The Ring of Gyges -Plato
By: Danish Nadeem

Some questions to start thinking about
In your opinion are humans inherently selfish?
Are we inherently compassionate beings?
What is the Ring of Gyges suppose to illustrate to us?
What is infact justice? unjust?
What "big problems" could arise from what Glaucon is trying to illustrate for us?
Pros and Cons of the Ring of Gyges
How does the story of the Ring of Gyges still remain important to us today?
This story remains important to us today because it concerns what we can expect humans to do with power over others. In politics, we give the power to others, hoping that they will do what is right. If Plato's allegory of the ring is correct, than anyone who gains power without accountability is liable to use it unjustly.
Quick Introduction about the "Ring of Gyges"
Whats the purpose of the "Ring of Gyges"
The “Ring of Gyges” was proposed by Glaucon and he asked Socrates to defend the just life and he wants the defense to show that justice is intrinsically preferable to injustice.
Glaucon starts his argument by saying that people find it desirable to do bad things to others but when bad things are imposed on them they find those undesirable.
When people have been on both ends of misdeeds (giving and receiving), they quickly realize that it’s more painful being a victim is worse than the benefits of being the victimizer.
His thought of justice is a compromise between what is most desirable to the individual, doing misdeeds upon others and what is the most undesirable for the individual which is being a victim.
The Ring of Gyges is from the Republic , Book II
this was written by Plato in 359d -360c
The story is explained, referring to his brother Glaucon who is questioning Socrates using the story of the "Ring of Gyges" story as evidence.
Glaucon disagrees with Socrates and insists that justice and virtue are not in fact desirable in someone
Glaucon offers the following story which suggests that the only reason people act morally is that they lack the power to behave otherwise.
Take away the fear of punishment, and the "just" and the "unjust" person will both behave in the same way: unjustly, immorally.
Do you think that fear of punishment and the "just" and the "unjust" person will both behave in the same way?
Brief Summary of Glaucon's Story of the "Ring of Gyges"
Gyges was a shepherd in the service of the king of Lydia; there was a great storm, and an earthquake which made an opening in the earth at the place where he was feeding his flock.
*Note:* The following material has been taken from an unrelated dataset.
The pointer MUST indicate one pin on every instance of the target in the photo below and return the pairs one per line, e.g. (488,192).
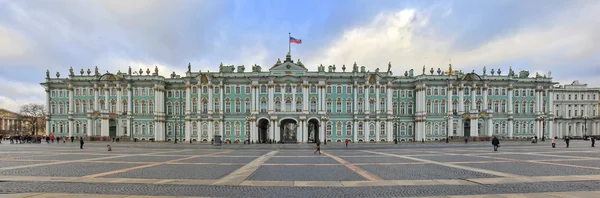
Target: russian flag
(294,40)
He saw a dead body of stature, as appeared to him, more than human, and having nothing on but a gold ring; this he took from the finger of the dead and reascended. According to custom, he had to sed his monthly report about the flocks to the king; into their assembly he came having the ring on his finger, and as he was sitting among them he changed to turn the collet of the ring inside his hand, when instantly he became invisible to the rest of the company and they began to speak of him as if he were no longer present. Whereupon he contrived to be chosen one of the messengers who were sent to the court; where as soon as he arrived he seduced the queen, and with her help conspired against the king and slew him, and took the kingdom.
- This story has been summarized from http://sites.wofford.edu/kaycd/plato/

Glaucon says if there were two of such rings and both a just and unjust person had the ring, No man would keep his hands off what was not his own when he could safely take what he liked out of the market, or go into houses and lie with any one at his pleasure, or kill or release from prison whom he would, and in all respects be like a God among men. Then the actions of the just would be as the actions of the unjust; they would both come at last to the same point.
Socrates and Glaucon Respond to "The Ring of Gyges
There isn't really a set reason for why the story may have any pros or cons but it does question us to think about our ability think about human nature more.
for instance are humans more prone to doing anything even if its not morally right or unjusticely when given ultimate power and no laws
Many people who have tried to understand this story including professors at Universities and most professors have argued that human nature is a big factor for this
However if we were to look at the pros and cons of justice, we could conclude that having a system of justice has more advantages as opposed to disadvantageous because most people will be treated fairly, however the question that arises could be that is justice always a good thing even if the person perhaps really doesn't deserve it?
The "Big Problem" for Philosophers

The big problems for philosophers on this topic is that it can be argued whether Glaucon's interpretation for injustice is a good one or not because his story of the Ring of Gyges does help us understand that humans can be very selfish and that having a system of "justice" controls us from being selfish people.